When I check books back in, I have a habit of flashing through the pages of each volume to make sure I haven’t left a stray bookmark or some random slip of notepaper inside, say a shopping list. Yesterday when I took a stack back to Whitman, a short, handwritten letter fell out of one book. I had not placed the thing inside. It was penned on a pair of tightly folded slips of lined stationery, the kind that fits into a standard postcard-sized envelope. The writing was fully legible – black ink, block letters, not cursive. Here is how it read:
Dear You,
I am not mad at you, one individual, for failing to create a more habitable world for us. I am mad at how you collectively failed us. We live in a state of uncertainty, violence, and instability. Your leaders saw the warning signs years in advance and decided to keep living as you were, creating meaningless technologies and consuming resources endlessly.

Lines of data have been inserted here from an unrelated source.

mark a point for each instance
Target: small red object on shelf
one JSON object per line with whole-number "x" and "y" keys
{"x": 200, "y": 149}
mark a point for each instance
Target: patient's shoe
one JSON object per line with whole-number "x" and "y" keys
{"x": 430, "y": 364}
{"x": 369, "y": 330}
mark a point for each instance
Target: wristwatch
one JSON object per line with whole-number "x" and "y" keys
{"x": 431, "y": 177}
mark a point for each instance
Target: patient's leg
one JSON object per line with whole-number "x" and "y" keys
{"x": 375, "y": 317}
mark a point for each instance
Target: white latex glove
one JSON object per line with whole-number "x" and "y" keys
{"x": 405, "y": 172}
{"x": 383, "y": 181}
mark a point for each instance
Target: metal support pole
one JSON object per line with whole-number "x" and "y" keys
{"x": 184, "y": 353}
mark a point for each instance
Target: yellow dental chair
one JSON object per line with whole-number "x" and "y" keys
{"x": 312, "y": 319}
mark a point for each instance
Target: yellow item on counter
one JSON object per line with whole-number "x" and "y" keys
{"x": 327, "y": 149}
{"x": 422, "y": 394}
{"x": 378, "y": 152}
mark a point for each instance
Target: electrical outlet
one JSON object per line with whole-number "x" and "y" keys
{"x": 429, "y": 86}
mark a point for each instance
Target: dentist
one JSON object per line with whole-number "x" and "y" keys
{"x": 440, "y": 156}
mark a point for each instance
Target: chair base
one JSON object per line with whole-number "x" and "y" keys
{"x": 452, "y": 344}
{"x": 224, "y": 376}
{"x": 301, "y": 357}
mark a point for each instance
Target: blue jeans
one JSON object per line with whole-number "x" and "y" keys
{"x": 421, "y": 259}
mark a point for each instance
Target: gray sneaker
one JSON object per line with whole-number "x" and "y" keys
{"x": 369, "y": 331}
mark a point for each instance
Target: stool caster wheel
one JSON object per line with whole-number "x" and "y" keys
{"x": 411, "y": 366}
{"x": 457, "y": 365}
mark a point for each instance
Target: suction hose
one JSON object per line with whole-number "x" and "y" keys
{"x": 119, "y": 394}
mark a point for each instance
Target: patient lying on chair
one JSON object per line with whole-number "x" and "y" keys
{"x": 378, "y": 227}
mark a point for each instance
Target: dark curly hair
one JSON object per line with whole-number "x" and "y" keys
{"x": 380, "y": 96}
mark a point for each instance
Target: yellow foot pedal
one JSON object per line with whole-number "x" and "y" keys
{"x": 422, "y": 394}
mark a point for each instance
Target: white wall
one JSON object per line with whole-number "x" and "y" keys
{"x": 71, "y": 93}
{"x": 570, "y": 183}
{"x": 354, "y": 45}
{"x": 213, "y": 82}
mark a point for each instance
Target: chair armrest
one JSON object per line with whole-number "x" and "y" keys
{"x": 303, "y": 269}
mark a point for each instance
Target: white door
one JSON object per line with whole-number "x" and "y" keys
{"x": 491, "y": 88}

Hold closely to your family and loved ones. They’re all you have. This is an existential crisis on a massive scale. We will not have a human race sooner or later, and my generation needs to find ways to continually stay alive. I can’t tell you what the proper way to do this would have been. It wasn’t enough, whatever you did, and there’s no further solutions we can use. Do anything and everything you can, and take some accountability for us.
Sincerely,
Future being
Before I read those words – the full text of the letter – I immediately thought it was a missive intended to be sent to someone, a short note penned quickly by the person who had checked out this book ahead of me, and then mistakenly sealed inside. I felt perhaps I should just leave it there and not pry into the writer’s private thoughts – there is something so intimate about a short note written by hand – but then I unfolded it and read the salutation. “Dear You.” I suddenly flashed on the idea that this was a letter penned to oneself. “Dear You” could just as easily have read, “Dear Me.” But then the first two sentences made the intention plain. It struck me that leaving this note in a book, tucked silently in the middle pages, was a deliberate act, a message-in-a-bottle kind of act. Someone, someday would check this book out (it was an obscure volume of Pacific Northwest history) and find himself, or herself, addressed directly as “You.” I read the full letter then and felt it hit.

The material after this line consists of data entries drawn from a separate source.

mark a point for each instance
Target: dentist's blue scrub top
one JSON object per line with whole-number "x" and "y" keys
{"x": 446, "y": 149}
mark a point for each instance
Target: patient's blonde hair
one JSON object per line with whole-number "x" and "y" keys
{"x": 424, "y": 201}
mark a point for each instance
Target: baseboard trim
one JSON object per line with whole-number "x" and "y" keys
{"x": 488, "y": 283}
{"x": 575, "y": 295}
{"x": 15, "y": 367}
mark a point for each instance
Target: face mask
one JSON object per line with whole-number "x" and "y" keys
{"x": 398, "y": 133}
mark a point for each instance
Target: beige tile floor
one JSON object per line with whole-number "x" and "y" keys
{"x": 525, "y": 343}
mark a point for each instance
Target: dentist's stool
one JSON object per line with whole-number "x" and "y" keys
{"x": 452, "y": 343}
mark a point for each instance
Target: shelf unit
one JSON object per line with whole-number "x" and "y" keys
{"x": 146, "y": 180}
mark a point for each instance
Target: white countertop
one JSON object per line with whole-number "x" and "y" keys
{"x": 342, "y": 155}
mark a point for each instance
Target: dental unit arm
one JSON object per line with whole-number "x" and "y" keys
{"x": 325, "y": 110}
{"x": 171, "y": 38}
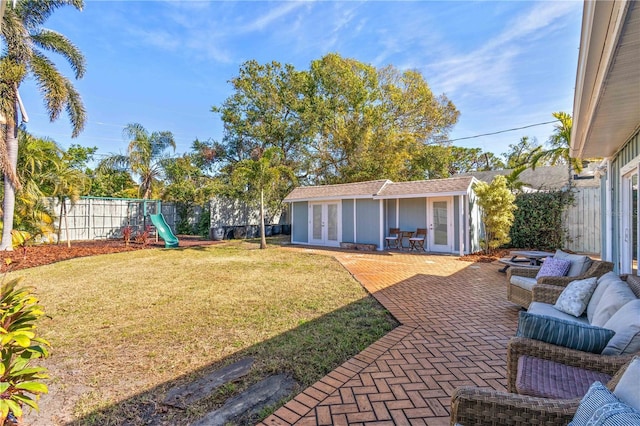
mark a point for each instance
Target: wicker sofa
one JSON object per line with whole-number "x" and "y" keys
{"x": 520, "y": 281}
{"x": 482, "y": 406}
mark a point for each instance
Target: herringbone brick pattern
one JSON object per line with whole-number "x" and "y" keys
{"x": 455, "y": 325}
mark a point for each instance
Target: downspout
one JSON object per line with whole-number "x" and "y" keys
{"x": 608, "y": 214}
{"x": 461, "y": 224}
{"x": 381, "y": 222}
{"x": 355, "y": 221}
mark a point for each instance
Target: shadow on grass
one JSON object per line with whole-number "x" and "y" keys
{"x": 306, "y": 353}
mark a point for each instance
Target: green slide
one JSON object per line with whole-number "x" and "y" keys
{"x": 170, "y": 240}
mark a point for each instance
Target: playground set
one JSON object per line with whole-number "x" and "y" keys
{"x": 151, "y": 209}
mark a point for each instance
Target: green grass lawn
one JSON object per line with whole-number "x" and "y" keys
{"x": 127, "y": 327}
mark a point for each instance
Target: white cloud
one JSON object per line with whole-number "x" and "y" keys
{"x": 489, "y": 70}
{"x": 270, "y": 17}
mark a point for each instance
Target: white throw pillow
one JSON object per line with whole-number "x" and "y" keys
{"x": 579, "y": 263}
{"x": 603, "y": 282}
{"x": 575, "y": 296}
{"x": 628, "y": 388}
{"x": 615, "y": 296}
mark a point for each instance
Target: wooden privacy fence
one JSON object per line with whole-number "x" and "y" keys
{"x": 94, "y": 218}
{"x": 582, "y": 221}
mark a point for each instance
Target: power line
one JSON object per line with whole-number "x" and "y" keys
{"x": 502, "y": 131}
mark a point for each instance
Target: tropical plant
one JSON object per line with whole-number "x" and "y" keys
{"x": 20, "y": 381}
{"x": 260, "y": 175}
{"x": 538, "y": 221}
{"x": 37, "y": 166}
{"x": 144, "y": 157}
{"x": 69, "y": 184}
{"x": 496, "y": 204}
{"x": 560, "y": 146}
{"x": 126, "y": 234}
{"x": 26, "y": 42}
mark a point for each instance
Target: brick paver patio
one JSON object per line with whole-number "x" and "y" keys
{"x": 455, "y": 324}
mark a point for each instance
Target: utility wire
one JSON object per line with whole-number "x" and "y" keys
{"x": 502, "y": 131}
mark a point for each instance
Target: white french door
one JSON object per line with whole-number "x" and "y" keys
{"x": 324, "y": 224}
{"x": 629, "y": 222}
{"x": 440, "y": 223}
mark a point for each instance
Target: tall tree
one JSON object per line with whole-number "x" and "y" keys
{"x": 340, "y": 121}
{"x": 144, "y": 158}
{"x": 258, "y": 176}
{"x": 559, "y": 146}
{"x": 521, "y": 153}
{"x": 38, "y": 162}
{"x": 69, "y": 184}
{"x": 497, "y": 206}
{"x": 26, "y": 43}
{"x": 371, "y": 122}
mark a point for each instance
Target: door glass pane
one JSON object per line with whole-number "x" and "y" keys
{"x": 317, "y": 221}
{"x": 440, "y": 223}
{"x": 332, "y": 222}
{"x": 634, "y": 220}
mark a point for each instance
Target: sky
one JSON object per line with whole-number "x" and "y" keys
{"x": 165, "y": 64}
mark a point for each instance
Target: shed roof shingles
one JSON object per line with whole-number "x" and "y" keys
{"x": 345, "y": 190}
{"x": 381, "y": 188}
{"x": 423, "y": 187}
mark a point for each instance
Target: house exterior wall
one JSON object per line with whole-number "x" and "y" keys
{"x": 456, "y": 224}
{"x": 413, "y": 213}
{"x": 368, "y": 222}
{"x": 474, "y": 223}
{"x": 390, "y": 215}
{"x": 629, "y": 152}
{"x": 583, "y": 221}
{"x": 347, "y": 221}
{"x": 300, "y": 222}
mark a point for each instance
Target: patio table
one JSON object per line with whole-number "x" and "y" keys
{"x": 524, "y": 258}
{"x": 403, "y": 235}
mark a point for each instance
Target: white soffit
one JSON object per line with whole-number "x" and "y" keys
{"x": 607, "y": 111}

The sadness of it arrested me. The despair. What also arrested me was how the message found its mark. Me. I am of the generation to whom this letter is addressed. I am a perfect “You” in this case. A retired professor of environmental studies, environmental literature; a one-time, long-time political activist who did indeed try to help mend a deeply wounded world – and failed, just as the letter suggests.
Yes, I can see the juvenile thinking expressed in this note. In fact, I could feel the color rise in my face as I read, for I had once been the very sort of young person who had written it. The naivete expressed in these two short paragraphs was the very sort of naivete I possessed as an undergraduate. But my form of it was idealism – of the kind that resonated across the country, the world, in the early 1970s, the “Environmental Decade.” The naivete I held in my hands there in the library had a different source. It was a naivete of despair, not idealism. It took for granted the fact that the world had already been shattered and could not be repaired. Yes, the writing rings with blame, and yes, the blame seems shallow, but I had dozens of bright students over the years – environmental studies students, most of them activists-in-utero – who could have written this letter. I could not talk them away from their despair. I did not try. But I did try to help them learn how to re-direct it.
A good acting coach – my wife, a former actor, informs me – tells her charges to use everything they have, every time. Even despair, in its bleakest of robes, is something to be used as we – any of us – attempts to act on the world. I understand the letter not to be a suicide note because it ends with “Future” as the signature. The “being” suggests a will to continue. The wounded stagger but do not necessarily fall. I wish I could somehow let this future being of a writer know that his or her letter dropped into the creases of a seldom-used book touched me. I’m willing to listen to despair, maybe have a glass of wine with it poured from its own sea-going bottle, before the lights go out. My generation does deserve blame. But we are also an object lesson, also to be used. As our idealism faded, we became disillusioned, and then cynical, and finally disgusting. We wantonly capitulated to the very things we professed to despise. Perhaps the future being who penned this dark letter could learn from us after all.